La période écoulée entre le 23 Juin et le 8 juillet a été particulièrement riche en événements qui n’ont pas tous reçu une couverture médiatique identique : Si le referendum du Brexit du 23 juin, a été largement commenté et analysé, il n’en est pas de même du Sommet de l’Organisation de Shangaï (OCS) qui s’est tenu les 23-24 juin 2016 à Tachkent, passé quasiment sous silence, enfin, le sommet de l’OTAN tenu à Varsovie les 8-9 juillet 2016. Mon propos ici est d’analyser brièvement les conséquences de ces trois événements qui tous font évoluer la lecture géopolitique du monde à venir.
Le Brexit a particulièrement marqué les esprits. Pour la première fois, un des membres de l’Union européenne, et non des moindres, le Royaume Uni dont la population était consultée par un référendum consultatif, a décidé par 5I,9% des voix de voter la sortie de l’Union. Ce vote souligne clairement le divorce profond entre le peuple et une technocratie européenne, perçue comme une corporation préoccupée par la conservation de ses propres avantages et manifestant une grande arrogance envers les peuples. Le vote britannique est moins dirigé contre l’Union européenne que contre la corporation des technocrates européens, comme l’ont montré les réactions d’après résultat.
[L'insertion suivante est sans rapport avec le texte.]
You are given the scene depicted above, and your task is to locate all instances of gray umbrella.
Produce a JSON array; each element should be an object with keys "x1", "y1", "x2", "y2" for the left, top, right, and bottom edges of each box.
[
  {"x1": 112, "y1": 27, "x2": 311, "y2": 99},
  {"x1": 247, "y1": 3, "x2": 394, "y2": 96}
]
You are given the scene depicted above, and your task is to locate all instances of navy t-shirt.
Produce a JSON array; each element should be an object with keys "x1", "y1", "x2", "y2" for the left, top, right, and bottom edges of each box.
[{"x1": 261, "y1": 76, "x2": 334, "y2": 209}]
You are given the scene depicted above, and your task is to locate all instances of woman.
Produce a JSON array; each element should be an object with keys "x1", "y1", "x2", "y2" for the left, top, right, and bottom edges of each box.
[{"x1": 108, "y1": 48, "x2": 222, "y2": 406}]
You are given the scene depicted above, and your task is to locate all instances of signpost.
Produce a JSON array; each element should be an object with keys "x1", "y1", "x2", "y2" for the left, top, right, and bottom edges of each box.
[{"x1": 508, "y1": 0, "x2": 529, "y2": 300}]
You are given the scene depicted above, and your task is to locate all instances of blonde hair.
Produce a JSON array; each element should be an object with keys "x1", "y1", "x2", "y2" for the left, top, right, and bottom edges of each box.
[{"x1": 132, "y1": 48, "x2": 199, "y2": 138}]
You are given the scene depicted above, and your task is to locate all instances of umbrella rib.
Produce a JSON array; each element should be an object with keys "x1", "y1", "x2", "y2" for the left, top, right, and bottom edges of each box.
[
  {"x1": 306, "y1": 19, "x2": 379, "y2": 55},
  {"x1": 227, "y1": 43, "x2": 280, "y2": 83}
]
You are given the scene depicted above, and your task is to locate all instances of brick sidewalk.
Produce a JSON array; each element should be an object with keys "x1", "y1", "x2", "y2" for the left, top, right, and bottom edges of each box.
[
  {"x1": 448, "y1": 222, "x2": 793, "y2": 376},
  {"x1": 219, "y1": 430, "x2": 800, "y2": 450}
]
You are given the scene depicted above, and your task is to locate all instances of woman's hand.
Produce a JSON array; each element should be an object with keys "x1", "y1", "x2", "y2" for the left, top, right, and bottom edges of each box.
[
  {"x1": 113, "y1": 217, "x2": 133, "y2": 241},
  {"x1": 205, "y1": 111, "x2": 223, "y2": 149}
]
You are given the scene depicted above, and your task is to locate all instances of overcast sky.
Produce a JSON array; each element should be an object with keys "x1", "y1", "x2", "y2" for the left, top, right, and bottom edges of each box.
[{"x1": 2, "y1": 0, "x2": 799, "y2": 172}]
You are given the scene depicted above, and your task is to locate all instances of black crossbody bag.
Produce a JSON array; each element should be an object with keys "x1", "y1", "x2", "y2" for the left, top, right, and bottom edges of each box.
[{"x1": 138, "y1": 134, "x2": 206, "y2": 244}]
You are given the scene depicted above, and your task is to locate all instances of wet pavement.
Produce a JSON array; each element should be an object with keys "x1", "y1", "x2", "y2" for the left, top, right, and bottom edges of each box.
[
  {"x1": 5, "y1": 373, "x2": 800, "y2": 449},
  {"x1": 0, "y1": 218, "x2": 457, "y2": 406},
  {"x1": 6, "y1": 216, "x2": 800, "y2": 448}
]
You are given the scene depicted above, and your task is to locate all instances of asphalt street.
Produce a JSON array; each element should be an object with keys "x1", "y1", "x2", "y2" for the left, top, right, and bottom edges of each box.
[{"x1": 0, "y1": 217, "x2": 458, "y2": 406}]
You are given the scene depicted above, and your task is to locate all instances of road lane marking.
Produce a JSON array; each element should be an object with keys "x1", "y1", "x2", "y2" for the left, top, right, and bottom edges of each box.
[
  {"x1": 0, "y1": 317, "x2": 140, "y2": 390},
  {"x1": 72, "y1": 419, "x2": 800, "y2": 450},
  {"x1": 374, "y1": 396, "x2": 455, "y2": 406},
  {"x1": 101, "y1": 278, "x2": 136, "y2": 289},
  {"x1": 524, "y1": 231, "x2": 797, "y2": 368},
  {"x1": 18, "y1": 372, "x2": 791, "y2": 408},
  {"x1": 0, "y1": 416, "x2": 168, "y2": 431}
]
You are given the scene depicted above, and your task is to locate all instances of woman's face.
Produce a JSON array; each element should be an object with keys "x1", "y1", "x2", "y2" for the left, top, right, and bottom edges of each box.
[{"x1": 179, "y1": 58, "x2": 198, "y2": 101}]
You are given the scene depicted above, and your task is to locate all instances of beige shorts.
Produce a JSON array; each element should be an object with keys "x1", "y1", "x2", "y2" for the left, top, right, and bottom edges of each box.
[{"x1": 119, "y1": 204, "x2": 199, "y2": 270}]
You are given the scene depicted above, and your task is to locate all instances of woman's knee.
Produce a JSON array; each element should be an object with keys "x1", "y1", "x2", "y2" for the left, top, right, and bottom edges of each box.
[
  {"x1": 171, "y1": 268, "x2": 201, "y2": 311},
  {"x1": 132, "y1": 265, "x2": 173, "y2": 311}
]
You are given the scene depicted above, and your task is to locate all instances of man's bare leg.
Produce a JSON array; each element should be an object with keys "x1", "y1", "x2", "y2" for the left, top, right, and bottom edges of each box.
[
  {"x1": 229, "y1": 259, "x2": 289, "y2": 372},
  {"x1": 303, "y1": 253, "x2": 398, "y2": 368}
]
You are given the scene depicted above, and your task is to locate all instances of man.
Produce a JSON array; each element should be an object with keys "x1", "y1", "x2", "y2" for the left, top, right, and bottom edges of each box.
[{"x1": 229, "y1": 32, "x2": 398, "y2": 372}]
En outre, il est intéressant de noter que les leaders du brexit n’ont pas désiré assumé le choix des Britanniques, N. Farage s’est retiré de la politique, le maire de Londres, Boris Johnson s’est retiré laissant la gestion de la sortie à Madame Theresa May, une eurosceptique favorable au maintien ! Enfin, les divers analystes se sont précipités sur les conséquences de ce brexit concernant le PIB de l’Union européenne comme de la Grande Bretagne ! Toutes ces prévisions reposent sur rien comme l’a remarquablement dit Jean-Hervé Lorenzi aux journées du cercle des économistes d’Aix-en Provence ! Madame Th. May est maîtresse du calendrier ; elle n’activera l’article 50 §2 du Traité de l’Union qui officialisera la sortie de l’Union européenne que le moment venu en dépit des demandes répétées de Madame A. Merkel et de F. Hollande ! Wait and see est un dit-on anglais !! Alors attendons !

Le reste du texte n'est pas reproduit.